The students, who all knew one another and in many cases lived in dorms together, were asked to fill out questionnaires. Which of their fellow students did they socialize with — share meals and go to a movie with, invite into their homes? From that survey the researchers mapped out a social network of varying degrees of connectivity: friends, friends of friends, third-degree friends, friends of Kevin Bacon.
这些学生都相互认识,有些还同住一个宿舍,他们被要求填写了调查问卷。他们与哪些同学交往——一起吃饭、看电影,或是邀请回家?根据调查,研究人员绘制出了连接程度不同的社交网络:朋友、朋友的朋友、三度朋友,凯文·贝肯(Kevin Bacon)的朋友。
The students were then asked to participate in a brain scanning study and 42 agreed. As an fMRI device tracked blood flow in their brains, the students watched a series of video clips of varying lengths, an experience that Parkinson likened to channel surfing with somebody else in control of the remote.

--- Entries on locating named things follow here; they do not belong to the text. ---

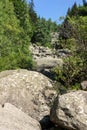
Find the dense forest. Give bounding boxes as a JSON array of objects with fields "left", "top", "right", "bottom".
[{"left": 0, "top": 0, "right": 87, "bottom": 89}]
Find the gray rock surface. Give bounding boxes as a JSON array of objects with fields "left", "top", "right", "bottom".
[
  {"left": 0, "top": 69, "right": 56, "bottom": 120},
  {"left": 50, "top": 90, "right": 87, "bottom": 130},
  {"left": 0, "top": 103, "right": 41, "bottom": 130},
  {"left": 30, "top": 45, "right": 63, "bottom": 69}
]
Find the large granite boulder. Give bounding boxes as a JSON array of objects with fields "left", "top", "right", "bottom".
[
  {"left": 0, "top": 69, "right": 56, "bottom": 120},
  {"left": 0, "top": 103, "right": 41, "bottom": 130},
  {"left": 50, "top": 90, "right": 87, "bottom": 130}
]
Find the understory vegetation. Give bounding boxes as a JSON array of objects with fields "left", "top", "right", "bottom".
[{"left": 0, "top": 0, "right": 87, "bottom": 89}]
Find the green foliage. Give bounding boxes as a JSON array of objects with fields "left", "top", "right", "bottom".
[
  {"left": 31, "top": 18, "right": 58, "bottom": 47},
  {"left": 54, "top": 1, "right": 87, "bottom": 89},
  {"left": 0, "top": 0, "right": 33, "bottom": 71}
]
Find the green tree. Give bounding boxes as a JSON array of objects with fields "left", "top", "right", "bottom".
[{"left": 0, "top": 0, "right": 32, "bottom": 71}]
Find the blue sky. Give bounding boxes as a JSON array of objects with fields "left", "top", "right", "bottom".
[{"left": 28, "top": 0, "right": 82, "bottom": 22}]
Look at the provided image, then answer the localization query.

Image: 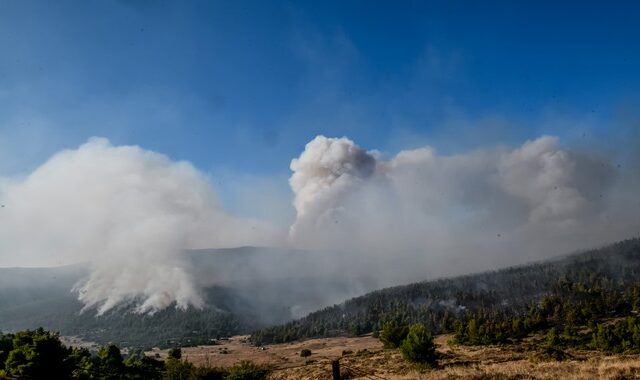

随后,学生被邀请参与脑部扫描研究,其中42人同意参加。在学生观看一系列有长有短的视频片段的同时,一台fMRI设备会追踪他们大脑的血液流动情况。帕金森将这一体验比作与掌握遥控器的另一个人一起搜索电视频道。
Analyzing the scans of the students, Parkinson and her colleagues found strong concordance between blood flow patterns — a measure of neural activity — and the degree of friendship among the various participants, even after controlling for other factors that might explain similarities in neural responses, like ethnicity, religion or family income.
通过对学生扫描的分析,帕金森和同事们发现,血液流动的模式——神经活动的一种衡量方式——与不同参与者之间的友谊程度存在高度一致性,甚至在控制了种族、宗教或家庭收入等其他可以解释神经反应相似性的因素后依然如此。
The researchers identified particularly revealing regions of pattern concordance among friends, notably in the nucleus accumbens, in the lower forebrain, which is key to reward processing, and in the superior parietal lobule, located toward the top and the back of the brain — roughly at the position of a man bun — where the brain decides how to allocate attention to the external environment.
研究人员找出了那些特别能显示朋友间模式一致性的区域,尤其是下前脑负责奖励处理的伏隔核,以及位于大脑顶部和后部的顶上小叶——大概就在男士丸子头的位置——这个区域决定大脑如何分配对外部环境的注意力。
Using the results, the researchers were able to train a computer algorithm to predict, at a rate well above chance, the social distance between two people based on the relative similarity of their neural response patterns.
利用这些结果,研究人员能够通过计算机算法根据两个人的神经反应模式的相对相似度来预测他们的社交关系亲密程度。
Parkinson emphasized that the study was a “first pass, a proof of concept,” and that she and her colleagues still don’t know what the neural response patterns mean: what attitudes, opinions, impulses or mental thumb-twiddling the scans may be detecting.
帕金森强调,这项研究是“第一关,它证明了一个概念”,她和同事们依然不知道神经反应模式的含义:扫描可以探测到哪些态度、意见、冲动或神经活动。
They plan next to try the experiment in reverse: to scan incoming students who don’t yet know one another and see whether those with the most congruent neural patterns end up becoming good friends.
接下来,他们打算进行相反的试验:扫描那些相互还不认识的新生,看看那些神经模式最一致的学生最终是否会成为好朋友。